When I started camping and hiking with the Boy Scouts, a wood fire was the most important aspect of a night in the wilds. We were taught how to collect, cut, and saw wood and how to build a fire. The advanced scouts even learned such specialized skills as striking a match placed in a log with the single chop of a hatchet. The fire was warmth, camaraderie, and food - it was camping.

Through the years, the campfire lost favor with land managers and rules were established limiting fires. Park rules restricted wood collection first with dead wood only, then a bit further by limiting collection to dead and down wood, and finally no collecting of firewood at all. Most Parks now only sell fire wood. The skill set changed from fire building to stove maintaining.

As times changed so did I. I first cooked on a small Bleuet camp stove. It was simple to light and operate, that is unless you wanted to heat anything. If you were lucky, your can of chili would heat to an edible warmth, but bringing a cup of water to a boil was an evenings endeavor. In warmer weather the stove worked better but I was not as interested in warm food then.

My next stove was an Optimus 8R, which was a Svea 123 in a box. The 8R was heavy and I always wondered about the name Optimus ... did it require a lot of positive thinking to keep the stove working? Anyway, the stove had a multi-tool wrench as the handle. The handle came to good use as I was always having to tinker with the stove.

MSR roared onto the stove scene a with relatively light and powerful stove. The stove was virtually a blow torch. It was a good water boiler and snow melter, but was impossible to regulate for cooking. The stove had two settings on and off.

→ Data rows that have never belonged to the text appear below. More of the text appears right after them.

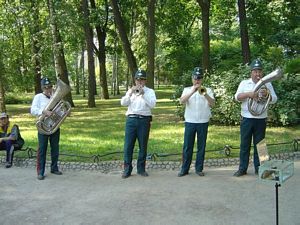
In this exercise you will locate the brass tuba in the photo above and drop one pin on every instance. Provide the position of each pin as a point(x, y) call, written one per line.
point(257, 107)
point(59, 110)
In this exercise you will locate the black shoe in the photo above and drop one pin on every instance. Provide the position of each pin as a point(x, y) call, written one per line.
point(200, 173)
point(8, 165)
point(181, 174)
point(41, 177)
point(143, 174)
point(239, 173)
point(125, 175)
point(56, 172)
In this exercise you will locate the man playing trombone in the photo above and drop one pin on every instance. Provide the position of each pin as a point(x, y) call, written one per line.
point(198, 101)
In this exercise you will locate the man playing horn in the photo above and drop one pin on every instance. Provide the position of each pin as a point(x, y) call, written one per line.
point(198, 102)
point(252, 127)
point(39, 103)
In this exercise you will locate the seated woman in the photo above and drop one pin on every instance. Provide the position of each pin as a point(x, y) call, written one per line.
point(8, 138)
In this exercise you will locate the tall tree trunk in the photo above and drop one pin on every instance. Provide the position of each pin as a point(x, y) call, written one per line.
point(205, 6)
point(35, 37)
point(123, 36)
point(91, 61)
point(244, 32)
point(58, 49)
point(151, 43)
point(2, 92)
point(101, 53)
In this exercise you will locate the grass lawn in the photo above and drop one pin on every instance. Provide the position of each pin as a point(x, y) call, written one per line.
point(100, 130)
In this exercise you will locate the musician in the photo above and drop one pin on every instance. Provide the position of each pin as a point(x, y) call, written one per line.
point(252, 127)
point(40, 101)
point(198, 102)
point(8, 137)
point(140, 100)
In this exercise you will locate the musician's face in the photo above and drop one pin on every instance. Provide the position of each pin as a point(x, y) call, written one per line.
point(3, 121)
point(140, 82)
point(197, 81)
point(256, 75)
point(47, 90)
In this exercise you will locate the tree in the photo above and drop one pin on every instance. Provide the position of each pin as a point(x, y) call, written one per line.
point(89, 46)
point(244, 32)
point(151, 43)
point(58, 50)
point(205, 5)
point(101, 52)
point(123, 36)
point(35, 39)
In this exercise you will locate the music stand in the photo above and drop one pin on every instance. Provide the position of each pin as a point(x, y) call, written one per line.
point(277, 171)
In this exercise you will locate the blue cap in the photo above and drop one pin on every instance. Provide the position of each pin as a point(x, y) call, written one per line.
point(46, 82)
point(140, 75)
point(256, 65)
point(197, 73)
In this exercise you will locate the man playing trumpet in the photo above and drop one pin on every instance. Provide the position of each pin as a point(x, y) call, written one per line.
point(139, 100)
point(198, 102)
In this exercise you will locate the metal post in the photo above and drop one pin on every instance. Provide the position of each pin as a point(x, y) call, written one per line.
point(277, 214)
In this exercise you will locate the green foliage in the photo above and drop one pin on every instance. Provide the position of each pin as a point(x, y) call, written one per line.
point(286, 111)
point(227, 111)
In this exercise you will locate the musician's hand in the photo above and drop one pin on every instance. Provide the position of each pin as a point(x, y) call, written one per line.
point(195, 88)
point(253, 95)
point(47, 112)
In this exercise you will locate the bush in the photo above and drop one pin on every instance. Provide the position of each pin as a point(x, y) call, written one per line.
point(227, 111)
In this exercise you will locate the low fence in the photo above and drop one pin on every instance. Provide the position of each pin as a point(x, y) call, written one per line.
point(286, 151)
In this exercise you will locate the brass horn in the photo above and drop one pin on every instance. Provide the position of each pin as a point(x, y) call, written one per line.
point(257, 107)
point(59, 110)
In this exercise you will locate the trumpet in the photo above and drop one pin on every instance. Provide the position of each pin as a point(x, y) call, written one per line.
point(202, 90)
point(138, 90)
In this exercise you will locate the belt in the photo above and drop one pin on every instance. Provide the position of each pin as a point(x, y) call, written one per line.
point(138, 116)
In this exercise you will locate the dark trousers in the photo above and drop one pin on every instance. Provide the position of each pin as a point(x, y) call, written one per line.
point(136, 128)
point(191, 129)
point(42, 151)
point(8, 146)
point(250, 129)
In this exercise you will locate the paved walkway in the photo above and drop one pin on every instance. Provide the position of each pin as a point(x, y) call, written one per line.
point(160, 199)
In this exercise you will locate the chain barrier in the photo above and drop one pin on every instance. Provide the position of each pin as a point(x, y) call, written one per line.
point(226, 150)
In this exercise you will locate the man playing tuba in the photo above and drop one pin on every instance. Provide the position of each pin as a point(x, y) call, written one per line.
point(252, 126)
point(39, 103)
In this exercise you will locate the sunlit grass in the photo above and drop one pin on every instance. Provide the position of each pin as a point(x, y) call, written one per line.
point(100, 130)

Nowdays, there are many good stoves on the market that offer a wide range of features. MSR makes some great powerful stoves that even have an adjustable flame and Svea still sells the original 123. One thing is for sure when using any of the stoves - when you strike that match, you expect the stove to light. So, here are a few gas stove tips to help keep the flame burning in all conditions ...

Safety first - All stoves can be dangerous. Operate them outside in open spaces. Always have a plan to extinguish an unwanted flame.

Pack the stove and gas away from all food.

Wind is the enemy of any stove's flame. Block the wind but allow the heat to escape.

If the stove has parts and is field repairable, that means you will eventually have to do something to the stove to keep it operating. Do maintenance on the stove before going on a trip. A cold, dark night is the wrong time to learn how to replace an internal gasket on a Whisperlite.

Pumps require routine maintenance. A bit of oil definitely helps performance.

Most maintenance on stoves is easy but there are lots of small parts involved.

When restarting the stove after disassembling it, be prepared for unwanted flames.

Carburetor cleaner might remove the gunk from a sluggish stove.

If the stove does not want to start, prime it. Some stoves have primer cups (small cups to catch and light the fuel); but almost all gas stoves can benefit from priming. The priming gas will be an open flame. Be careful. Just a few drops will help.

Practice starting the stove in cold weather before the trip starts.

MSR's Heat Exchange really does increase the stoves performance. A Pot Parka from Outback Ovens is also effective. The fireproof fabric is lighter than the metal Heat Exchange but the Pot Parka is more expensive.

Traveling with a stove on an airline can be tricky. Check for the regulations before trying. I have had to buy a stove for a trip and then give it away. Definitely no fuel or fuel bottles are allowed on the plane.